We here at Gamer Road have been wondering why Farmville is so popular on Facebook. We sent out our crack force of elite gamer researchers to determine why so many people chose to play this game. Is it the graphics? Is it the elaborate back story of the original Farmville Farmer? Is it the way it perfectly emulates Starcraft, but dumbs it down to a game of clicking for retards? Unfortunately, our writers failed to figure out why anyone would play this game.
However what our elite gamers did discover is some EXCLUSIVE FARMVILLE CHEATS that can make the game bearable. These are Three Secret Farmville Cheats being revealed for the first time here at Gamer Road!
3. Unlock Duke Nukem Character in Farmville

Tired of your neighbors and their gigantic farms with hundreds of cows, successful strawberry harvests, and beautiful farmhouses? To unlock Duke Nukem:
- Purchase a chicken for 10 coins.
- Type the following chant three times into the chat box – “Oh great xbox hear me! A pox upon online flash games. FPS I summon thee!”
- Next, kill the chicken with your pitchfork.
- Finally, simply melt down the plow tool and crudely assemble two 10mm submachine guns (this will take 2 hours, or about the time it would take to harvest raspberries).
2. Activate Swine Flu Epidemic on Neighboring Farms

This hack requires that you send your target friend a message on Facebook that says “I hate you and everything you stand for. Give up Farmville now or suffer my wrath.” When your target responds, quickly hit the following keys in rapid succession: w, w, w, ., e, b, a, y, ., c, o, m. When you arrive at the secret web location, enter the search term “ninja stars + swine flu.” It should be pretty obvious what to do from here.
1. Hire Illegal Immigrants to Work on Your Farmville Farm

Strawberry patch taking too long to harvest?

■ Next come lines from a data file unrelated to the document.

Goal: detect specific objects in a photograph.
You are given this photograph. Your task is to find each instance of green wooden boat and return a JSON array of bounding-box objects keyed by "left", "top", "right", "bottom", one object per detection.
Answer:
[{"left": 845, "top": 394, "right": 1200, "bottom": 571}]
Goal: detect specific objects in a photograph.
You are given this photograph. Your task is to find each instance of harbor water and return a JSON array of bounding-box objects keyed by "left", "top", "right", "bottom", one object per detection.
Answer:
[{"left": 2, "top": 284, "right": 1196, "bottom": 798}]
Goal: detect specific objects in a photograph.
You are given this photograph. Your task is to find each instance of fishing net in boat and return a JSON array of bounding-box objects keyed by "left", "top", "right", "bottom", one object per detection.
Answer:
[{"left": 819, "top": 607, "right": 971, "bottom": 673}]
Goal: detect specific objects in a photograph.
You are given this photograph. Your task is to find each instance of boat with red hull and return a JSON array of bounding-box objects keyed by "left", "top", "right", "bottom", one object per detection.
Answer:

Search for some new “friends” on Facebook with the last name “Gonzales” and hire them at only half the wage of your typical Farmville worker. Constantly threaten to deport them to MySpace or even worse, Friendster, if they do not harvest for you all day.
Well there you have it! The best Farmville cheats and codes on the web. Try those out and tell us what you think…or you could just play xbox like a normal person.














{ 1 trackback }
{ 10 comments… read them below or add one }
Dude, I tried the second code, but I am not sure if I did it right. Am I supposed to be in jail?
I’m glad there’s someone else out there that gets how stupid FarmVille is. When I make fun of the game to my friends they get really offended and have to purchase some more orange trees to make themselves feel better.
GREAT Codes – THANK YOU!
Ha! I don’t get the farmville craze, but these updates would actually make me want to play the game! Great Work!
idk what chat box your talking about in Cheat #1. HELP??
There’s no way that Kristen bitch is that stupid. Noooo way.
Kristen, if you come over to my house I will help you figure it out. Come unarmed.
lolzpants @xb0xer
I play farmville… I am a gamer.. farmville is a game. The point of a gamer=to be the best. point of Farmville.. to have the best farm, its like a social Harvest Moon.. wheres the wrong in that??
IAM GOING TO SEE IF THIS REAL WORKS.